Understanding Derwent's Social Media content

I wanted to understand how Derwent London's News and content features could be embedded within the app experience. To do this, I needed to first understand what types of content are currently communicated, to then start thinking about how this can be applied and enriched further within the app experience. To do this I conducted an audit across Derwent's website and social media channels resulting in the below framework.

Derwent_Social_Audit-2

Key insights

5 main content types emerged:

Architecture, Art & Design, Community, Responsibility and People.

These types ranged across 3 areas: Specific buildings, Villages (areas of London) and globally across all Derwent London’s buildings/ Office Spaces.

 

Applying the learning

From this I explored the idea of a ‘Discover Derwent’ section (information about the company) as well as more 'news' like daily relevant content that affected employee lives e.g. building closures. The above sections were then utilised to create the information architecture.

This mapping enabled the thinking of how content is displayed in the most relevant way to each persona and individual user e.g. Showing only content related to the user’s office building or relevant village (area in London) at the right moment in the right place to add value and encourage engagement.

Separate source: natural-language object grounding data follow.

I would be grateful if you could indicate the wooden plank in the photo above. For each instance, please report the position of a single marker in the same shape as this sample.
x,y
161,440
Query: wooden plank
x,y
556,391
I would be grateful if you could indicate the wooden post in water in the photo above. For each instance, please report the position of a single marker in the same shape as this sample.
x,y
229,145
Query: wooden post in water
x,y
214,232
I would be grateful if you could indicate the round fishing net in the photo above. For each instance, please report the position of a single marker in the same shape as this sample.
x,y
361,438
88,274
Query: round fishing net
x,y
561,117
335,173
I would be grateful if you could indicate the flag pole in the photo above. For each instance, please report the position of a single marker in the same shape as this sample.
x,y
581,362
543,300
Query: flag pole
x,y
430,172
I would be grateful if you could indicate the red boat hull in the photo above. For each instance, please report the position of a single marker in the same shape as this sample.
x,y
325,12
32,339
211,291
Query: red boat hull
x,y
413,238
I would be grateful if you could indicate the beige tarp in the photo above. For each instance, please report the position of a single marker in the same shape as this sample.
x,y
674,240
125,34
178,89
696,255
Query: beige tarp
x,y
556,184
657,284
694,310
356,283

From this, I can now understand which persona resonates more with which social network for example 'Decision Makers' using LinkedIn and Twitter vs 'Employees' using Instagram and Facebook and how this effects the type of content on those channels. This will help inform the type of content shown to each, specific user of the app.

Understanding current analytics

Derwent London were already using 3rd party white label apps for many of their buildings. From the analytics provided I could quantify and see which sections/ features are used the most and add the most value.

Derwent_Analytics-2

Insights

Usage / engagement is currently low. The most popular features being the open door/ smart key access, events and offers. This was used to help validate and also help to identify the hierarchy of content and information architecture whereby all 3 items would be prominant within the experience.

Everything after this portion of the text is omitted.